The Father of the Bride usually goes first, as in the past the brides family would traditionally pay for the wedding and generally invited a great portion of the guests to the wedding. Generally, the Father of the Bride would thank everyone for coming, tell the Bride how lovely she looks, and tell some stories from her childhood. He also welcomes the Groom into their family, give the couple some marital advice and most importantly makes a toast to the Bride and Groom.
The Groom usually responds to the Father of the Bride’s speech and thanks him for welcoming him into the family, thanks his parents for the formative years. He thanks people for helping with the wedding and all events leading up to the wedding, such as his bucks night or the hens night, he might say something lovely to his new Wife (everyone usually cheers the first time the Groom mentions his wife), thanks and makes a toast to the bridesmaids and other attendants of the bride, thank his attendants for the day, and lastly thank everyone for coming along.
The Best Man.
The Best Man generally compliments the Bride and Groom and give them well wishes for their life together. He will traditionally thank the Groom for asking him to be the best man, tell some humorous stories about the Groom, thank the hosts on behalf of all the guests, and sends well wishes from absent guests.

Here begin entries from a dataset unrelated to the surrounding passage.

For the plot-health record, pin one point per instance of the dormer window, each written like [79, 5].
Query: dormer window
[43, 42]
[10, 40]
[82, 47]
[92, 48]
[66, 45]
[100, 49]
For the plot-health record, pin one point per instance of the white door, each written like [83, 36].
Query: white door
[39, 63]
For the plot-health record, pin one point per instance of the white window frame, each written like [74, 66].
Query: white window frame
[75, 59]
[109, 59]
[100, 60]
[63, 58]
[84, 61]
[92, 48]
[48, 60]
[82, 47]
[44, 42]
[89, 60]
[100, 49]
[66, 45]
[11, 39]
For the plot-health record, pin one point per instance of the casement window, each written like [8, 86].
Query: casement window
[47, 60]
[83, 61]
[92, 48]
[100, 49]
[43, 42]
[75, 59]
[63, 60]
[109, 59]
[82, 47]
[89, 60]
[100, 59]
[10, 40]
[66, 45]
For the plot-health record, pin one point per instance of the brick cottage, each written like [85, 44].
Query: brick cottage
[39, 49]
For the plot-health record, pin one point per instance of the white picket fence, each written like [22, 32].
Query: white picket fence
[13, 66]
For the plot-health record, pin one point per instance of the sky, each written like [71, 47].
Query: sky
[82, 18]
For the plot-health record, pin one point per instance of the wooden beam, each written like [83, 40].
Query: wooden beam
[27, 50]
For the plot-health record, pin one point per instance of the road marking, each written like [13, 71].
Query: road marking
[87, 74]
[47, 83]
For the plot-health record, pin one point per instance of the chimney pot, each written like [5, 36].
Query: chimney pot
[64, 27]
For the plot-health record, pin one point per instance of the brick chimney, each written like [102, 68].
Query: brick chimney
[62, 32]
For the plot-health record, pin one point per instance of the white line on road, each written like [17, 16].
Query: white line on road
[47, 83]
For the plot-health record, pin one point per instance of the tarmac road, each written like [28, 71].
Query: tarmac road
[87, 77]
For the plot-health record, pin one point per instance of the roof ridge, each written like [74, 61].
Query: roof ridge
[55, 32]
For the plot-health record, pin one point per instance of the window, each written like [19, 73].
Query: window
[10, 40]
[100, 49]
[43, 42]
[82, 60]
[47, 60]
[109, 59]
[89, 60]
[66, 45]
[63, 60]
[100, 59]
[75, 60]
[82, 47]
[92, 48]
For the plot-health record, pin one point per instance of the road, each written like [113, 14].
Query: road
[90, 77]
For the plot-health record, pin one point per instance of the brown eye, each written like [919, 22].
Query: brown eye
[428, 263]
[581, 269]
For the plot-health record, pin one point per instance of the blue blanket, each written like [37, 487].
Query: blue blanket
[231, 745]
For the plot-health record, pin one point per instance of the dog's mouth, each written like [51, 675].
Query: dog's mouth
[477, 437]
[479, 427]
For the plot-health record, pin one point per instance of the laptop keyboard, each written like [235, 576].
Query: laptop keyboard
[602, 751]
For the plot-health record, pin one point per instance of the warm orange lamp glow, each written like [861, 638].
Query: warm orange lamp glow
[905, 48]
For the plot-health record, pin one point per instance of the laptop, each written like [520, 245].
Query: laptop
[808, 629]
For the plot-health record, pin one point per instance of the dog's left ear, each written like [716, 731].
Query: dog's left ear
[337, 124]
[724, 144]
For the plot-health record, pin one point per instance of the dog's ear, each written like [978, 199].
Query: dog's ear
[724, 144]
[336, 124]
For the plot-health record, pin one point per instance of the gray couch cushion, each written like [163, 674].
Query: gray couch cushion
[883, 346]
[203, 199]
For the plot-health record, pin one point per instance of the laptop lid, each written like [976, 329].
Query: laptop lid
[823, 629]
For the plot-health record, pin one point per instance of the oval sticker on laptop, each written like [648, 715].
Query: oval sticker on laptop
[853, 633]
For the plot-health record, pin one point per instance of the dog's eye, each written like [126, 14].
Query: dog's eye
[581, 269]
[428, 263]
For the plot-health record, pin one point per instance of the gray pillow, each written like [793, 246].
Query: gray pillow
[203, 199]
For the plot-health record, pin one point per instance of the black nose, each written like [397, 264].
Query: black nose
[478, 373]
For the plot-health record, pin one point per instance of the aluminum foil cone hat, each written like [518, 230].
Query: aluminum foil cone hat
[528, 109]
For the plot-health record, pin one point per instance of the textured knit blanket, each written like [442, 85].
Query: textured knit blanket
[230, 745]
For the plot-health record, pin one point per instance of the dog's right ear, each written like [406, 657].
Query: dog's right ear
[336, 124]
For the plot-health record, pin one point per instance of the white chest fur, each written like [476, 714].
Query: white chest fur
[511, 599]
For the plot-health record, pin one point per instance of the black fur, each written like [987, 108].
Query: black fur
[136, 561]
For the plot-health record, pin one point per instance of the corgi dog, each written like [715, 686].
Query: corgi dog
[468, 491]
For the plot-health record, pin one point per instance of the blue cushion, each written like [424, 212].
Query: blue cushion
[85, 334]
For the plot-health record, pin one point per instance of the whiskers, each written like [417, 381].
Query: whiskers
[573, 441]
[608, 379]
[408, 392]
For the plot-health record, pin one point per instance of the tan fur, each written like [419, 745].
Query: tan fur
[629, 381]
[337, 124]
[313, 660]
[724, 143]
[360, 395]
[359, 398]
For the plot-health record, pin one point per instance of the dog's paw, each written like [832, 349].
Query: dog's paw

Traditionally, The Best Man’s speech is supposed to be funny, with care not to offend anyone, and has to say something heartfelt to the couple, which can be such a tall order and a lot to expect of someone if they are not particularly funny, or overly sentimental. This can often be hard for some people and if your best man isn’t going to be comfortable doing this or it is really not his strong point, it may be best to consider someone else close to the couple. One of the other Groomsmen might turn out to be a more appropriate choice, or perhaps a brother, or even another close friend or relative that is happy to be in the spotlight and will do the speech justice. On the other hand, don’t ask your Best Man to try to be funny if he is just a sweet heartfelt guy.
All this being said, there is no hard and fast rule about who should speak or when they should speak. It is now more common for a Bride to give a speech, and at some point for the Maid of Honour or all of the bridesmaids to do a combined speech. Sometimes Mum’s of the Bride or Groom want to say something too, and this can be nice if someone has passed away or the parents are separated and they want to have something to say about the newly married couple.
It is really important to let people know what order they will be speaking in and make sure they know who they are after as it allows for the reception to be smooth and the guests’ attention to be held. Have a list or running sheet for your MC, ask your speakers to try to limit the speech to 4-7 minutes, as there is nothing worse than a speech that goes for 15 minutes or longer.
Generally, for anyone giving a speech the best advice that you can give them is to speak slowly, clearly and speak from the heart.